Author : Jeremy M. Hall

“Congratulations, ladies and gentlemen of Third Platoon, Alpha Company, Harod’s Harriers, ” Sergeant Major Clarkson intoned, “you have become the official guinea pigs for the outfit. If you look at the table in front of you, you will notice that there is a new weapon. This weapon will hopefully become your next best friend. You have permission to pick up the weapon and carefully examine it. One of the first things that you will notice is that there is no ammo clip and only one outlet. That outlet leads to a nanofactory, which will turn anything into a projectile.

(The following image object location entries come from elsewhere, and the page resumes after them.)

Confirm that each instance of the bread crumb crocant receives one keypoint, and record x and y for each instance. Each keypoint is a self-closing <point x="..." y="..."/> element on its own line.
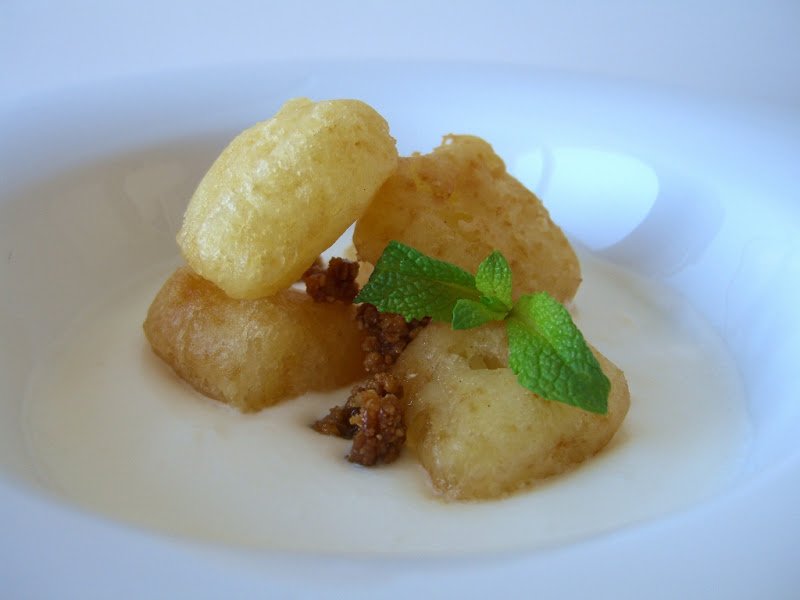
<point x="388" y="334"/>
<point x="335" y="283"/>
<point x="373" y="417"/>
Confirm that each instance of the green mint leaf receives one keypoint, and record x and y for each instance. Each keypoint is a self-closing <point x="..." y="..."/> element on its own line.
<point x="550" y="357"/>
<point x="468" y="314"/>
<point x="493" y="279"/>
<point x="407" y="282"/>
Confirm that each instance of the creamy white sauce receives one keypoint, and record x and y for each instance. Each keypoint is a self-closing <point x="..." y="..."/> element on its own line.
<point x="113" y="429"/>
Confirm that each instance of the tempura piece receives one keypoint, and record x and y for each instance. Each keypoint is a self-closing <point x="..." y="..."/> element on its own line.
<point x="458" y="204"/>
<point x="282" y="192"/>
<point x="477" y="431"/>
<point x="252" y="353"/>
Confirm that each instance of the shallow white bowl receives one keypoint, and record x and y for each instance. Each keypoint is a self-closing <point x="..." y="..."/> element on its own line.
<point x="698" y="193"/>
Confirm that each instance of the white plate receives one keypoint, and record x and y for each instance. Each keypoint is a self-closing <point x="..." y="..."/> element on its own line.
<point x="696" y="193"/>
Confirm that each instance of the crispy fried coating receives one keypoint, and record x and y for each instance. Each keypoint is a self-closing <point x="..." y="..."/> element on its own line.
<point x="477" y="431"/>
<point x="458" y="204"/>
<point x="282" y="192"/>
<point x="252" y="353"/>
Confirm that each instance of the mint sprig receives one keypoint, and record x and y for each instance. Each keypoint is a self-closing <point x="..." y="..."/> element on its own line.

Our illustrious leader has decided that you are going to field test these on your next mission. Briefing is in ten minutes.”

*

Like most missions that Harod sends her troops on, it didn’t take long for it to go up the “shit creek,” even though it was a simple convoy escort mission. Third Platoon was Tail End Charlie, following the client’s last vehicle from the mission approved distance; in some ways it’s the worst position because you have to watch front, sides and back. Something jumped into the midst of the convoy, bounced up in the air, and exploded.

“Bouncing Betty!” the driver screamed, skidding to a stop next to the remains of a damaged vehicle. Third poured out of the transport, setting up a perimeter around the wreckage amidst the onslaught of the ambush precipitated by the bomb.

They looked at their guns stupidly as nothing happened when they pulled the triggers.

“You have to load them, Dumbasses!” Clarkson yelled over the din.

There was a collective “Oh!” as Third scrambled at the ground, picking shit up off the ground. Dirt, rocks, sticks, debris, and anything else at hand were shoved into the barrels of the new-fangled weapons. The troopers were immediately rewarded with a green light, and they did what they were trained to do: shoot anything that moved outside the perimeter, with spectacular effect. The streams of bullets were different depending on what was shoved in the barrels, with metals giving off a nice green, also taking on armor-piercing characteristics; carbon based matter rewarded a purple projectile, but also doing much better as anti-personnel rounds; silicates created a yellow round, but wasn’t as good as metal or carbon rounds. Third quickly started experimenting with materials.

What had started as a simple ambush became a pitched battle. The enemy poured more and more troops into the area, trying to destroy the Harriers, as they tried to recover the injured and supplies from the damaged vehicles, as per the contract. While the Harriers had always exercised good firing discipline, something every infantryman faces during protracted engagements is the shortage of ammunition. Except for Third Platoon; if anything they were having fun at the expense of the attackers.

“Hey Bucher! Watch this!”

A stream of fire belched from the end of Migola’s rifle, streaking out and setting an ambitious ambusher on fire.

“What in the Hell did you load in that thing?”

“Finally have a use for rations.”

“Which one was it?”

“The Goulash.”

“Remind me to re-label those as ammunition. They were inedible anyways.”